Remember, some families need those items NOW. Believe it or not, a lot of folks may be counting on the stock to be in the store so they can take advantage of the deal now. It seems really unfortunate to me if there are families trying to put food on the table by carefully matching store ads and coupons only to find the stock is gone, cleared out by a generous couponer and sitting at a food bank somewhere.
You might be surprised to learn that many stores also support local food banks. When I toured a food bank last year, I was surprised to learn that my local Albertsons provides the food bank with produce on a regular basis. You might consider chatting with your store manager to find out what they may already be doing, or encourage them to get involved if they aren’t.
Tips for Donating
So, am I saying donating is wrong? Absolutely NOT. I WANT you to be generous and support food banks. But I want to encourage you to do so in a tactful way.
I want you to be that gentleman that opens the door for first lady, and keeps it open for the second lady. This can be done.
1. Work WITH your store. If you see a great deal? Please call your store! Ask if they couldn’t order in extra stock of a certain item so you can take advantage without clearing the shelves. Incidentally, much of what you may have seen on TLC’s Extreme Couponing was staged. The contestants were able to give their stores a big heads up. (It’s just too bad in most cases the American public was left in the dark about this process.)
2. Work WITH your food bank. Please be considerate of your local food banks too. Not all food banks may be thrilled to see you pull up with a u-haul full of mustard. Determine which items your food bank could use the most. One bank I toured last year was so short on space that pallets of food literally had to be forklifted in and out of the bank every day.
3. Use coupons as intended. Do I really have to say this?

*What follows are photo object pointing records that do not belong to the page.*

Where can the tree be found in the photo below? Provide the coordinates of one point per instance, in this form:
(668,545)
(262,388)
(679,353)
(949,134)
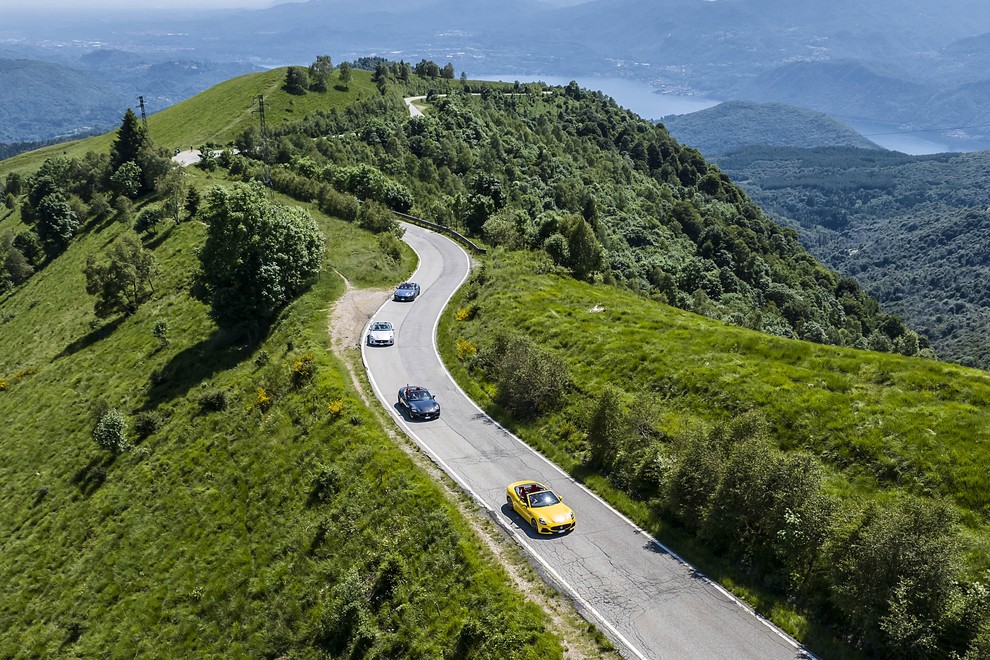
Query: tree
(896,575)
(111,432)
(57,223)
(296,80)
(345,74)
(124,281)
(380,77)
(132,139)
(607,429)
(192,202)
(320,72)
(172,187)
(584,250)
(258,254)
(126,180)
(12,184)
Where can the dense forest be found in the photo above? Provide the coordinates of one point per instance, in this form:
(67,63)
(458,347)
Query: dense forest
(607,195)
(734,124)
(915,230)
(585,206)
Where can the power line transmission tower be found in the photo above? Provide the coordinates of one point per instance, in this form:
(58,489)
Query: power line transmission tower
(264,139)
(144,117)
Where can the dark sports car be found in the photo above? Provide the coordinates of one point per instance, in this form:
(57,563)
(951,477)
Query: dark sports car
(418,402)
(407,291)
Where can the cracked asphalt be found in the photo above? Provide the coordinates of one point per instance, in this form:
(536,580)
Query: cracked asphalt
(648,601)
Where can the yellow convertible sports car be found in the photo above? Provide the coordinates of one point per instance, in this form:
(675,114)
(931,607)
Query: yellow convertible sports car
(545,512)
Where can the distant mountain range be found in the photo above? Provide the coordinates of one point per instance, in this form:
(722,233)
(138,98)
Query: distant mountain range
(734,124)
(911,63)
(47,100)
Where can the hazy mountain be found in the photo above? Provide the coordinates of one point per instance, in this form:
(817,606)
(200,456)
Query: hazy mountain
(911,63)
(735,124)
(42,100)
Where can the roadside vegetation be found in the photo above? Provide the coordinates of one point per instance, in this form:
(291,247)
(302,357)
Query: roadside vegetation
(168,483)
(838,489)
(842,492)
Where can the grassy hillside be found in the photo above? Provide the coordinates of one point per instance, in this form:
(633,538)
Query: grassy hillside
(258,514)
(710,424)
(215,116)
(735,124)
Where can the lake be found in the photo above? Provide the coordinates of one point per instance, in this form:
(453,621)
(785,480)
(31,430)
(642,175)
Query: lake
(648,104)
(631,94)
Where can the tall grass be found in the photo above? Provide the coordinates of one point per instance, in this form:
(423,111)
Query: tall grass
(284,522)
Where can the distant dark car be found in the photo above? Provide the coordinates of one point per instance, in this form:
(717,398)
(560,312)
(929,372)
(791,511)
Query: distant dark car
(418,402)
(407,291)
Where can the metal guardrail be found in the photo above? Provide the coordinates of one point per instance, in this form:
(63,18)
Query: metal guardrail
(442,229)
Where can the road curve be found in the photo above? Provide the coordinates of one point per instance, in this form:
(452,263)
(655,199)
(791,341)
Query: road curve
(647,600)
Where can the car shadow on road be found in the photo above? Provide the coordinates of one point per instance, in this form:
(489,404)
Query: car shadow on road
(409,418)
(524,526)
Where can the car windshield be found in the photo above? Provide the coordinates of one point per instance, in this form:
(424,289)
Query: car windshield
(544,498)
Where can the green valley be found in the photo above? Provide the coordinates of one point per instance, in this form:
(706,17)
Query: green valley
(670,346)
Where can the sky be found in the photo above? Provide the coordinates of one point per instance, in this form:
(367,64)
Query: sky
(36,6)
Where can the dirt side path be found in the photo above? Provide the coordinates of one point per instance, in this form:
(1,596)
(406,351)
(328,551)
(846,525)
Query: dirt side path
(346,323)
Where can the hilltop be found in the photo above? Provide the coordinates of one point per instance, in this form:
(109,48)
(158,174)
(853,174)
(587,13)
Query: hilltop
(734,124)
(262,508)
(764,441)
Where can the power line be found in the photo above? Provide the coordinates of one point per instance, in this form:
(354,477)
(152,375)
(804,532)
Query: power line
(264,139)
(144,117)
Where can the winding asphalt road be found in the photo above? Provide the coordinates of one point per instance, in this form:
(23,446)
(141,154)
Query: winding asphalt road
(647,600)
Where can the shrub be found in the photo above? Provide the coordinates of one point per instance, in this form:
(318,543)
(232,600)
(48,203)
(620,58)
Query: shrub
(110,432)
(605,434)
(263,400)
(149,219)
(302,370)
(213,401)
(160,331)
(147,423)
(465,349)
(324,485)
(529,380)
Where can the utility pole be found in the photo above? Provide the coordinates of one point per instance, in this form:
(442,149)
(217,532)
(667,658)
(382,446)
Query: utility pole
(264,139)
(144,117)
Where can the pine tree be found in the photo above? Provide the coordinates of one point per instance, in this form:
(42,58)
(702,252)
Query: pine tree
(132,140)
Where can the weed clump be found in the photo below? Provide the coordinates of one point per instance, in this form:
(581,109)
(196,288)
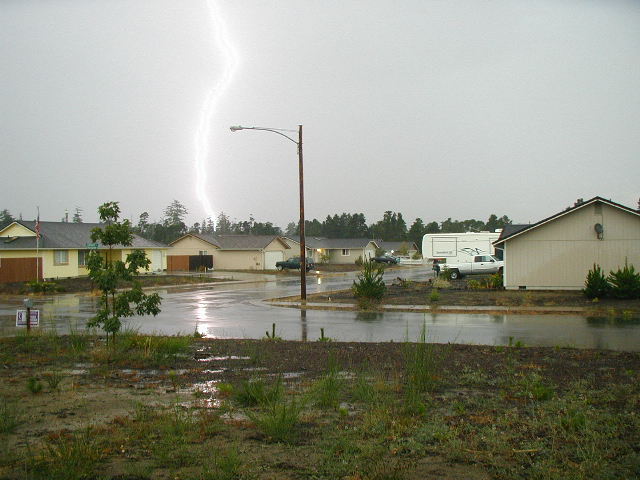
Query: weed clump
(369,284)
(257,392)
(279,420)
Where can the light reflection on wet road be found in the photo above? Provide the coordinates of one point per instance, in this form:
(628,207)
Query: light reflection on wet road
(237,311)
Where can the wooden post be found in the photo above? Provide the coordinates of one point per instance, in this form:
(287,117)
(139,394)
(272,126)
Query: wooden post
(303,247)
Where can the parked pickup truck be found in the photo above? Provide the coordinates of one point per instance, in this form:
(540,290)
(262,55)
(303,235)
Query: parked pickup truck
(480,264)
(294,263)
(385,259)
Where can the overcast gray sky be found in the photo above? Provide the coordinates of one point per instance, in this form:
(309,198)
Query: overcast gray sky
(435,109)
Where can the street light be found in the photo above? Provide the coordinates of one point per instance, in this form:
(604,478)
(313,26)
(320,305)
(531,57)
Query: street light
(303,247)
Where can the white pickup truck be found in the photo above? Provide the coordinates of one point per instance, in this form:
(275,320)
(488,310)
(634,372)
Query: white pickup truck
(480,264)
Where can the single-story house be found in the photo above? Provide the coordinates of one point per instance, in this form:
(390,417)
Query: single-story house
(557,253)
(393,248)
(228,252)
(338,250)
(61,251)
(507,231)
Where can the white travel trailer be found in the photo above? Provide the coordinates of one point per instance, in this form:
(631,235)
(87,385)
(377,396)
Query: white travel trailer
(458,247)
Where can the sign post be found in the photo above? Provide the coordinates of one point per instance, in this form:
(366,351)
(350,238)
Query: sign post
(32,318)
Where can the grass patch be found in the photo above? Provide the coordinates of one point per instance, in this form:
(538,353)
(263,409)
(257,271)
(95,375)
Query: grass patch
(257,391)
(279,420)
(10,416)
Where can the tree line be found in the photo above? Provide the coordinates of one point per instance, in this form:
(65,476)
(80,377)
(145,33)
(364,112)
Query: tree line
(392,226)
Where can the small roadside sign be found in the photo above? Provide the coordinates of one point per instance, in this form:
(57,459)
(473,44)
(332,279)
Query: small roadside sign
(21,318)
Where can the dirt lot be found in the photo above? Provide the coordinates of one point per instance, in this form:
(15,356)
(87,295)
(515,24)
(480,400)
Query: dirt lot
(188,408)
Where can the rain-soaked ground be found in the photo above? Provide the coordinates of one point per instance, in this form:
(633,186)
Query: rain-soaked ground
(238,311)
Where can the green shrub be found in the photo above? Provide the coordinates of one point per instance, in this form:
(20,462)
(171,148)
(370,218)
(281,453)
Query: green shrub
(445,274)
(257,392)
(41,287)
(596,284)
(370,283)
(434,296)
(474,285)
(496,281)
(34,385)
(279,421)
(625,282)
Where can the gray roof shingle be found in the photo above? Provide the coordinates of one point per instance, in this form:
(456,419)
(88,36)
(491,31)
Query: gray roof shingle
(336,243)
(238,242)
(63,235)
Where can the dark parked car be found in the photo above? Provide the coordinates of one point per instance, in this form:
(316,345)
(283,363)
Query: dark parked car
(294,263)
(385,259)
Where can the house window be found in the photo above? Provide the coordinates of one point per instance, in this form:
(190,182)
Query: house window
(61,257)
(83,257)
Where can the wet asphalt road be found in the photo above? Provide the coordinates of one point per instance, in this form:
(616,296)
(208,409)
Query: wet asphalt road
(238,311)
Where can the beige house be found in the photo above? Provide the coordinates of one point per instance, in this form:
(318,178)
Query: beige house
(338,250)
(228,252)
(61,251)
(556,253)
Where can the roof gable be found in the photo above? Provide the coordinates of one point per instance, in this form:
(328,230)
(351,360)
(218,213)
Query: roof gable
(236,242)
(338,243)
(15,229)
(64,235)
(569,211)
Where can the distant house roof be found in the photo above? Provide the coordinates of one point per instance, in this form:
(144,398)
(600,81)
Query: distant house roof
(395,246)
(335,243)
(511,229)
(63,235)
(236,242)
(507,236)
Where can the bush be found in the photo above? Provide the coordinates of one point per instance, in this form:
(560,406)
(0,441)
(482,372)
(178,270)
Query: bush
(596,285)
(370,284)
(495,281)
(445,274)
(625,283)
(434,296)
(35,286)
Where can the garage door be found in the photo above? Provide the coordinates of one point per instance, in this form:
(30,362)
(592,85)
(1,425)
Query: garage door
(270,259)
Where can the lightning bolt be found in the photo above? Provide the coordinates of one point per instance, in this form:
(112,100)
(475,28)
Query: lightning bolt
(202,140)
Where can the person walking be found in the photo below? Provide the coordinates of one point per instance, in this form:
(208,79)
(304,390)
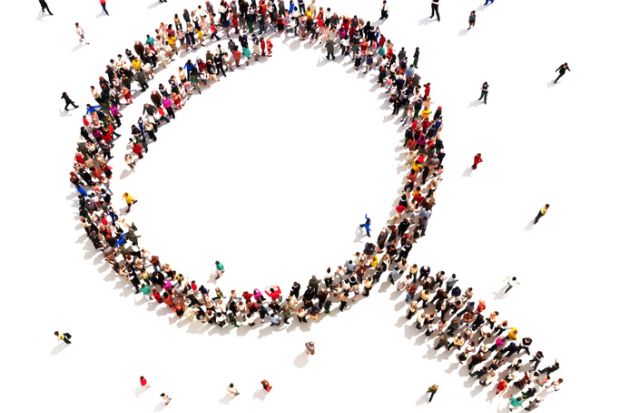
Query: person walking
(104,7)
(416,57)
(232,390)
(477,160)
(432,390)
(266,385)
(129,200)
(143,383)
(329,46)
(65,337)
(68,101)
(510,283)
(484,92)
(562,69)
(81,34)
(366,225)
(384,11)
(472,19)
(219,269)
(435,9)
(45,7)
(167,399)
(541,213)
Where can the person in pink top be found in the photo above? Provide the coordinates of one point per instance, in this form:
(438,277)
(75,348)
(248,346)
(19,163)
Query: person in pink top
(104,7)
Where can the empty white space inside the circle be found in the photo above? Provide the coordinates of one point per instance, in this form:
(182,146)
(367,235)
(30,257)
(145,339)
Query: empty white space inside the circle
(270,171)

Yes, I do, because there has been some serious fraud afoot (which I will be addressing in a subsequent post later this week). For the record: donating your groceries does NOT make defrauding stores and manufacturers OK. You are not a modern day Robin Hood.
4. Teach others to do this! Imagine mentoring another family on how to best use coupons and stockpile. So instead of providing them with a bag of free food, you begin to help them transform how they shop and fill their pantry. (Even better, why not do both?)
5. Look for great opportunities to give. Couponing for Community is teaming with Stamp out Hunger this year to bring in non-perishable food items from May 8 – 14. Please read more on their Facebook page. If many people each gave $20 worth of food, the impact may be more effective than one person giving mass quantities of one item.
What do you think? Is it OK to clear shelves because you intend to donate all those items? Or, do you agree with me and think there are better ways of going about this?